On the same note, how do you pick stories that would make an engaging mystery or crime thriller? “I don’t pick stories; I plot them from scratch. All fiction (including crime) is imaginary — it could have happened, it can happen — storytelling is about making the reader imagine that it’s plausible. It’s entertainment. It’s about the narrative. And I play with the narrative a lot, like you mentioned earlier, The Heist Artist being in the first and third person. In other books, I’ve broken the chronology to make the reader jump between the past and the present. With experience, one learns to make it interesting and engaging for the reader. That is the art of storytelling, isn’t it?,” queries Dhamija. 

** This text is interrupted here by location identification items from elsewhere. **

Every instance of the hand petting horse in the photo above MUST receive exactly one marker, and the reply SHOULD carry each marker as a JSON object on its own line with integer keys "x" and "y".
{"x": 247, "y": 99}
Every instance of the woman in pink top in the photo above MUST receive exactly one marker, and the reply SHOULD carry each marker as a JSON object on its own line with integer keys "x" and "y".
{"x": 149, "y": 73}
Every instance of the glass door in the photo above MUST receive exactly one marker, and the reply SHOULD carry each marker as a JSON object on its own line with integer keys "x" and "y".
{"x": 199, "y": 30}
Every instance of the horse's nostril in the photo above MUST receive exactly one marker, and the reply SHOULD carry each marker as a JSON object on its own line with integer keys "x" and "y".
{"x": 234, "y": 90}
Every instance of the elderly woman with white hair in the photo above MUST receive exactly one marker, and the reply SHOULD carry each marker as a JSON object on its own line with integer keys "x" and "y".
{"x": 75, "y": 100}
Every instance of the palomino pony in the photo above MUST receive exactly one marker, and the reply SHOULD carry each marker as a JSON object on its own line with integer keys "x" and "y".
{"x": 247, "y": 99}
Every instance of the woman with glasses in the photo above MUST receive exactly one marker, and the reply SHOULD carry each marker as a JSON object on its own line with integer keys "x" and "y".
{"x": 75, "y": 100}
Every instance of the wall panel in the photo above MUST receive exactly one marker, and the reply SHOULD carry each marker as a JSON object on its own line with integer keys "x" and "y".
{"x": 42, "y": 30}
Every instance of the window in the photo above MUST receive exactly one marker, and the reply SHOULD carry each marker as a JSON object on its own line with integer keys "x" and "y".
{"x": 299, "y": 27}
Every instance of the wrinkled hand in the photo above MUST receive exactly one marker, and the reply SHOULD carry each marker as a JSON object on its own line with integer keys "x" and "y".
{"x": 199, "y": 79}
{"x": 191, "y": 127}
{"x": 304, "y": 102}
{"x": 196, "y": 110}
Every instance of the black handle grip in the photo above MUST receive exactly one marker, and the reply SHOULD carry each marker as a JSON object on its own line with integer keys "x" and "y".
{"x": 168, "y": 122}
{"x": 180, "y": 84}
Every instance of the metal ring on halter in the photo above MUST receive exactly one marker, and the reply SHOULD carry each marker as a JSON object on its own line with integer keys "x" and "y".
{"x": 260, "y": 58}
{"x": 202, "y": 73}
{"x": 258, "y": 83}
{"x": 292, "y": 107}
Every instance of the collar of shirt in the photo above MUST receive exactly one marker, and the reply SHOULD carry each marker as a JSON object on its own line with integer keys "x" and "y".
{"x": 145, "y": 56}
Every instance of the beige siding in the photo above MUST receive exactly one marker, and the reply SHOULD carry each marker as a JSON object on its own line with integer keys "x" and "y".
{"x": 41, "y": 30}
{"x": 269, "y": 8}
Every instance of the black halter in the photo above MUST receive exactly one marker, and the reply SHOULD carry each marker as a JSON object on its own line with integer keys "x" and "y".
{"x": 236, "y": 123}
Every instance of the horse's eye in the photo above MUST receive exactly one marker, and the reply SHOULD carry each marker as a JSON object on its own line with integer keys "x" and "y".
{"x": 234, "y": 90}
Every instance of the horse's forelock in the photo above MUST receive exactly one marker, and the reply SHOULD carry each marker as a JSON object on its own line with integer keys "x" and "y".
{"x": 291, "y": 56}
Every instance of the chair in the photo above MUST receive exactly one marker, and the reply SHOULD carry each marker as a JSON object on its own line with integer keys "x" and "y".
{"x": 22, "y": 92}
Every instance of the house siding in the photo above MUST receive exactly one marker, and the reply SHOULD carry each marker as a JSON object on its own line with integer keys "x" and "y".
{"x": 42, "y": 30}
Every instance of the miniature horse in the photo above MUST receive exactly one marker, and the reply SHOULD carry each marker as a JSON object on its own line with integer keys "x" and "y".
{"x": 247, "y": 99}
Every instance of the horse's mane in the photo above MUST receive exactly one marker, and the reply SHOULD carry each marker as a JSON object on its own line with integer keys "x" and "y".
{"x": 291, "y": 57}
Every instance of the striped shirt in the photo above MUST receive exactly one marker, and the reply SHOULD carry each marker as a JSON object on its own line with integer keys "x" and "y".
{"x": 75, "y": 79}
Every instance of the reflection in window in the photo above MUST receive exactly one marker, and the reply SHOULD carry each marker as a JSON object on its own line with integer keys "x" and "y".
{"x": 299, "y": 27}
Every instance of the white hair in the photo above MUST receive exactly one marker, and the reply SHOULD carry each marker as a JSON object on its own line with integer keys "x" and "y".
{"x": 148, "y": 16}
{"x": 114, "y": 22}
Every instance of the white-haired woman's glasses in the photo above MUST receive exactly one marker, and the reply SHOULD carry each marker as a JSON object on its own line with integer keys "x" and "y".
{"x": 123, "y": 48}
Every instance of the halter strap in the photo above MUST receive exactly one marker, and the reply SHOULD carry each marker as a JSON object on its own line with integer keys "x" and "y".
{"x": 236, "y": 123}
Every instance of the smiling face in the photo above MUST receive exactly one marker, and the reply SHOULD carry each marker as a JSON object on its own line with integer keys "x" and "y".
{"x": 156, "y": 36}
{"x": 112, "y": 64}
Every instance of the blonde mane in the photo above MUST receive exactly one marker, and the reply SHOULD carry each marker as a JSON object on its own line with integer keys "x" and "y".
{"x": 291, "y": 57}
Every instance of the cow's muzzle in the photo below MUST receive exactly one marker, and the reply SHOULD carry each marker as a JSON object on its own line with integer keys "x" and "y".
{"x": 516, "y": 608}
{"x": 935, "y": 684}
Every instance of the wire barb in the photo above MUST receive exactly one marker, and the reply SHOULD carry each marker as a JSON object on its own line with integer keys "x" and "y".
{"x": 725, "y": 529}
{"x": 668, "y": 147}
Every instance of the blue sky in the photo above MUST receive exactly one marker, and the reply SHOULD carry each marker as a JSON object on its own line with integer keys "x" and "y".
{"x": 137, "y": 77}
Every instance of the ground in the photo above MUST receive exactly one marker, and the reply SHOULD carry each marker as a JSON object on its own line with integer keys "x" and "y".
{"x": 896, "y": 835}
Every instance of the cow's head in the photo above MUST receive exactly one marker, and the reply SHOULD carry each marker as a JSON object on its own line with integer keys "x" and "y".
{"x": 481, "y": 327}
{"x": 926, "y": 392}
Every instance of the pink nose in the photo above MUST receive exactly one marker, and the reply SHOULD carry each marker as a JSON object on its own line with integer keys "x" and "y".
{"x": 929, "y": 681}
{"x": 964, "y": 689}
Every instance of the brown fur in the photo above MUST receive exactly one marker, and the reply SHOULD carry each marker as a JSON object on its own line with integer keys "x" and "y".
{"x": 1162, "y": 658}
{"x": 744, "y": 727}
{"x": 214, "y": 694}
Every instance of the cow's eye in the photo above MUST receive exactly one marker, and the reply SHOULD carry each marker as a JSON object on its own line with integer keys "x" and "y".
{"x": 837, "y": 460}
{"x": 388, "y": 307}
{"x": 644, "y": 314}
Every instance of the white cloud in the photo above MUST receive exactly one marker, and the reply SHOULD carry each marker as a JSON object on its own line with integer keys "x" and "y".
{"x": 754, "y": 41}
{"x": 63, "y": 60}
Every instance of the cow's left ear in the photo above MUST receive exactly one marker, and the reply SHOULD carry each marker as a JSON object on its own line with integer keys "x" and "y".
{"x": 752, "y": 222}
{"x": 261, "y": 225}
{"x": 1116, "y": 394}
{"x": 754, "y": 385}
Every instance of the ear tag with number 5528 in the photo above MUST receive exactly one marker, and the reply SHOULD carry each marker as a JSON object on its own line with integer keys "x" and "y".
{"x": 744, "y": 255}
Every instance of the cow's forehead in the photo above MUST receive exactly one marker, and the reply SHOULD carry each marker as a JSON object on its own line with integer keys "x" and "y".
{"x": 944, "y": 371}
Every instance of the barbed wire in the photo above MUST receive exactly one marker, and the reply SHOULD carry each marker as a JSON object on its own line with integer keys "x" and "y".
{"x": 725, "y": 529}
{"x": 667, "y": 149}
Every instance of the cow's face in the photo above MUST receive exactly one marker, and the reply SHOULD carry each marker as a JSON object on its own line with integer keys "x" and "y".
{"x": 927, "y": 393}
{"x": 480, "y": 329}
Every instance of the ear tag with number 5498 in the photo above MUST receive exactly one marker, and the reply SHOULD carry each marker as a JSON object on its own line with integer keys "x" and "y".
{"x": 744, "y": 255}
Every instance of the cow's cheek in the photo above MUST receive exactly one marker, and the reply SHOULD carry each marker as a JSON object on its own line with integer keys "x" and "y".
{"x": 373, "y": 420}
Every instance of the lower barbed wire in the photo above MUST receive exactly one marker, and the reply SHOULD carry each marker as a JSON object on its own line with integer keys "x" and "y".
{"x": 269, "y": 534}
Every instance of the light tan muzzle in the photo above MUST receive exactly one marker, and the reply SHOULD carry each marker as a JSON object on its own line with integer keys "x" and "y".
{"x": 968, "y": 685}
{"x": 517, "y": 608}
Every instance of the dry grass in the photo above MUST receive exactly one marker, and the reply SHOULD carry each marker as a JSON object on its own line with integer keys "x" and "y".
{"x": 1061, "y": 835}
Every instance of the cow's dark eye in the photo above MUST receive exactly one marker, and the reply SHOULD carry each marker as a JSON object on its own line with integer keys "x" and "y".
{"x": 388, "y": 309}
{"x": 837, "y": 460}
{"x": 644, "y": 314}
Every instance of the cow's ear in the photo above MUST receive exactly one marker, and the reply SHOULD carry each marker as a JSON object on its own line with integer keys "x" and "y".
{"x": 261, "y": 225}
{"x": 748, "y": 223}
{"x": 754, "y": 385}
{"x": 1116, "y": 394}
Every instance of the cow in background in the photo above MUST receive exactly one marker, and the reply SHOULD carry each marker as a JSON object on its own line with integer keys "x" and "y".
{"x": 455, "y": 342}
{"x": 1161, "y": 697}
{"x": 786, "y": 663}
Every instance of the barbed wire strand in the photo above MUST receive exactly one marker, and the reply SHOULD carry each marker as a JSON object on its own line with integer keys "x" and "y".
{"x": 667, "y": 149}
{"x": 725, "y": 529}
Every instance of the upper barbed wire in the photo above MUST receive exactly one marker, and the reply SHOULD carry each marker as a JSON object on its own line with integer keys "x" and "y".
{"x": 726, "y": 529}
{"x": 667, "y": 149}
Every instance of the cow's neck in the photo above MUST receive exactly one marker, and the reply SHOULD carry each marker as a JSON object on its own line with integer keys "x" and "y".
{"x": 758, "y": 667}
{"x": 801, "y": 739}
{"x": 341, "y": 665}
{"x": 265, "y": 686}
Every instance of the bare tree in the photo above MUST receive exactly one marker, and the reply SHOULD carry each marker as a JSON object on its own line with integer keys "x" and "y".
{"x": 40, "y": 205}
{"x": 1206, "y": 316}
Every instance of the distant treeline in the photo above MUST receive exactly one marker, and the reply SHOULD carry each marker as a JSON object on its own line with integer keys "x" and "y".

Since he plots his characters from scratch, does the author ever find himself rooting for the antagonist? The writer, who has penned The Mogul and Unlawful Justice, replies in ‘yes’ and ‘no’. He says, “It’s never about what I think — it’s what the story demands. All stories need to be told from a perspective and that could be from the perspective of the protagonist, the anti-hero or the antagonist. If you can make the reader emotionally invest in the character, anything is possible. So, from an author’s perspective, it not about rooting for one side or another; sometimes you are the statue, sometimes you are the pigeon. There are no rights or wrongs.”